The University of Arizona Medical School offers a course for “human nonverbal interaction at bedside,” which sends medical students to a Tucson ranch. Doctors in training are taught to analyze the reactions of horses to threatening human gestures, and thus sensitize themselves to their own body language.

The University of Rochester Medical Center in New York, meanwhile, opened the Rochester Center to Improve Communication in Health Care on June 26 to study the effects of doctors’ communications skills. Researchers say health care costs already have dropped by 4 percent thanks to doctor-patient rapport.

“You can’t be the best physician in the world if you can’t communicate,” said director Dr. Ron Epstein.

Three out of four medical schools require students to take art, literature or other humanities courses to enhance their emotional disposition or hone powers of observation, the Association of American Medical Colleges says.

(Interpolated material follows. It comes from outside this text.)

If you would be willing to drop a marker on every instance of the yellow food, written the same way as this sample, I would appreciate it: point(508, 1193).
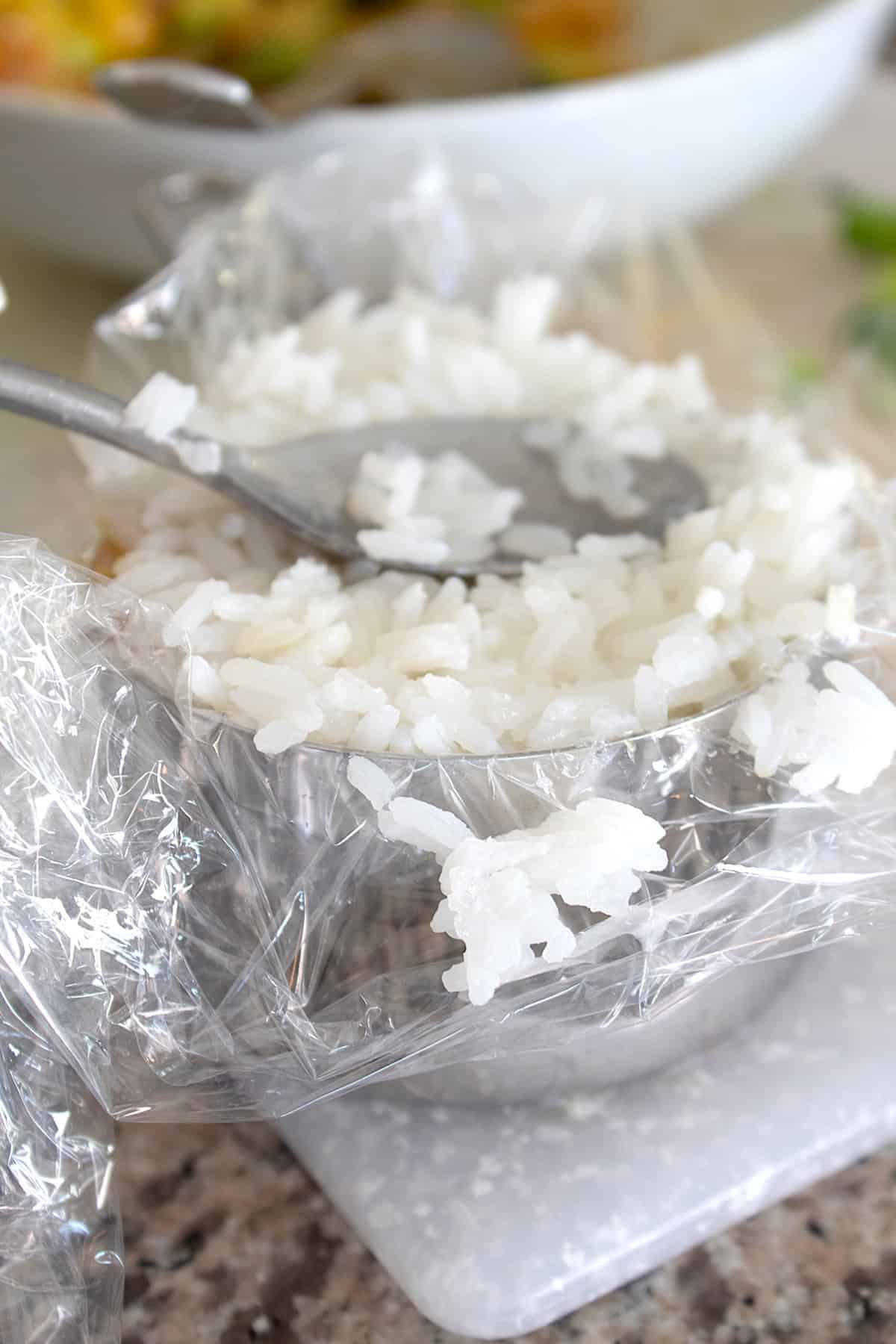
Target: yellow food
point(58, 43)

It is a way, spokesman Brownell Anderson told the Los Angeles Times, to restore “the art in the art of medicine.”

One doctor, however, said his fellow physicians have overlooked the power of their own sartorial demeanor.

Weary of healers decked out in polo shirts, jeans and stethoscopes, Dr. Lawrence Brandt urges his profession to return to the traditional wardrobe of starched collars, pressed pants and spotless white lab coat — with name tag.

Writing in the Archives of Internal Medicine, the New York gastroenterologist revealed patients in every age group and region prefer the old-fashioned, white-coated image, based on his evaluation of 31 different studies.

But bedside manner still takes precedence over wardrobe.

Even a white coat is no substitute for “a gentle, concerned physician with an engaging, friendly, empathic demeanor,” Dr. Brandt wrote.